Figuring Out the Next Step

This much college administrators know: online poker is a growing campus problem.

Now they’re grappling with the next step.

“What are we going to do about it?” asks Jim Maney, executive director of the New York Council on Problem Gambling (NYCPG). He organized a symposium for college administrators in Albany Dec. 1 after an informal survey of health and student services staff on campuses in New York and elsewhere identified online poker as the No. 1 college gambling issue. Ninety-eight college administrators responded. Their comments suggest problems ranging from debt to social isolation and depression plague up to 10 percent of college gamblers.

Maney says he’s not pushing an agenda. But, he adds, “colleges can decide what to put on their websites. Should we allow these online gambling sites to be available to our students?”

Kids start playing younger today, he says, and technology makes it easier to bet. “The thirteen-year-olds are learning,” he says. “By the time they’re eighteen, they’re ready for the big leagues.”

Or think they are.

Maney organized the symposium before Congress tacked the Unlawful Internet Gambling Enforcement Act onto a port security bill hours before adjourning. But he and others have their doubts the law will put a lasting crimp in online gambling operations.

“I assume the offshore casinos will figure a way out,” he says of the law, which gives the secretary of the treasury and Federal Reserve Board 270 days to regulate credit card companies from processing online gambling transactions. The law, meant to stop the flow of gamblers’ money to online sites, has led a few publicly held online casinos, including the largest, PartyPoker.com, to announce they’ll shut down their US operations.

Others have scoffed. Jay Bailey, director of development for the newly formed National Rights for Online Gambling, says bluntly that companies already are figuring out how to get around the law.

Compulsive gambling counselor Arnie Wexler, who operates a national hotline for those needing help (888-lastbet), compares the new law to “putting a Band-aid on a cancer.”

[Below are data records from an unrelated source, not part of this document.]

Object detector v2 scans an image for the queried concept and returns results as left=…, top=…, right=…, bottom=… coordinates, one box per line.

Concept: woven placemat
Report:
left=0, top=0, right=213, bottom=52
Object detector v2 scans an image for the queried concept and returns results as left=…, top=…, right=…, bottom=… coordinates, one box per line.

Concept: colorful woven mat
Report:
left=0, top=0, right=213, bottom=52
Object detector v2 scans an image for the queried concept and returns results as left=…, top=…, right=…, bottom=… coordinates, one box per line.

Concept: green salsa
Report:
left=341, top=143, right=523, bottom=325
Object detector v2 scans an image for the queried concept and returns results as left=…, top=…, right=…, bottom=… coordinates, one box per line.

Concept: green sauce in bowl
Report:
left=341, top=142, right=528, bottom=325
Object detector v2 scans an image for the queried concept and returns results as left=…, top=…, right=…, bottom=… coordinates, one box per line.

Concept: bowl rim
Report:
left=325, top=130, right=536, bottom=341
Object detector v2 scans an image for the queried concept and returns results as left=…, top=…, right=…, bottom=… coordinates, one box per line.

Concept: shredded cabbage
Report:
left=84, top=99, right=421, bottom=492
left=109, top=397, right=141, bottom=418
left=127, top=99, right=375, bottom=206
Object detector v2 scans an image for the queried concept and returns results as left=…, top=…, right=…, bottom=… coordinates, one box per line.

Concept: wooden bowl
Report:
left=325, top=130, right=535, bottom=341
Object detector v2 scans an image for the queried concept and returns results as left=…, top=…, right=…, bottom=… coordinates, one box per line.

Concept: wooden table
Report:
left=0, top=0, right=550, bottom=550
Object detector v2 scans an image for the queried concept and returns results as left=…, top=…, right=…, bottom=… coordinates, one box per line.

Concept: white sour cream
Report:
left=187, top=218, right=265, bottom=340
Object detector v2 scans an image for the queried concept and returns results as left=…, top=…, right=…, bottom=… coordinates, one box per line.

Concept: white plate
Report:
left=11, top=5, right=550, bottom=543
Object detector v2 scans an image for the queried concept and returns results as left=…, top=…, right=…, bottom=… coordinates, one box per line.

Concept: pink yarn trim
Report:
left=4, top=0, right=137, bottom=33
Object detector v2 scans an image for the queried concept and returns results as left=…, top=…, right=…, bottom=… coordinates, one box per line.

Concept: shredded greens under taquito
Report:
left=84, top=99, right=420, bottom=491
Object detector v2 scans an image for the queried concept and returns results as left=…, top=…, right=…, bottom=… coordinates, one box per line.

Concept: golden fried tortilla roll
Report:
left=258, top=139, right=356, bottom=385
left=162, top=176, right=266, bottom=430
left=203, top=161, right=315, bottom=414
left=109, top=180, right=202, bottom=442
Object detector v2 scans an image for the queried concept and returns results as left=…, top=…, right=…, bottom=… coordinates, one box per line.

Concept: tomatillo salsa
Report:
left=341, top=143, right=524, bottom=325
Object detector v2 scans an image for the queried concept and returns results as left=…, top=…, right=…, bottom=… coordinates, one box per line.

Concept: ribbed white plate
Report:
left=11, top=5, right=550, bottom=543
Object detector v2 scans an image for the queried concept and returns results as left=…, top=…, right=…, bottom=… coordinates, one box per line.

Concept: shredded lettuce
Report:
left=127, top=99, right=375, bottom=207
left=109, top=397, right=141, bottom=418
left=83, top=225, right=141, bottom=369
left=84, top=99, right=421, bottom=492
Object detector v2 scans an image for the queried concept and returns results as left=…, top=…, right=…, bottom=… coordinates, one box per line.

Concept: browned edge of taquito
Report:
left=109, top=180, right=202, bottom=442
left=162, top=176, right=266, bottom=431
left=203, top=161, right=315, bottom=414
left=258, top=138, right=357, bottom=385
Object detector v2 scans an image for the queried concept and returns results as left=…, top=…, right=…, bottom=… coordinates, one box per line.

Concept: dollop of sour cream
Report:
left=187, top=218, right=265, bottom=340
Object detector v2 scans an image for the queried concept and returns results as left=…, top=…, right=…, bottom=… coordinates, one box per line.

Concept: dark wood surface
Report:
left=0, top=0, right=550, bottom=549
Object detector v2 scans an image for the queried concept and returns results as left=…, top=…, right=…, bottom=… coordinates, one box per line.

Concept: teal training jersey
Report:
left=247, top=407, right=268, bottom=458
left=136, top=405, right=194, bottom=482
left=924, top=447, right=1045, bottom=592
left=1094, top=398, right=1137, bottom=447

“I get emails every day from kids on these online poker sites,” he says. “A third of all my calls are coming in from young people ages eighteen to twenty-five and their parents. This is a hidden addiction. There are no track marks. No dilated pupils. No smell. You run an article about this in Westchester County and I’ll get twenty calls.”

A writing coach, blogger, and former newspaper editor, Jerry Lanson is an associate professor of journalism at Emerson College.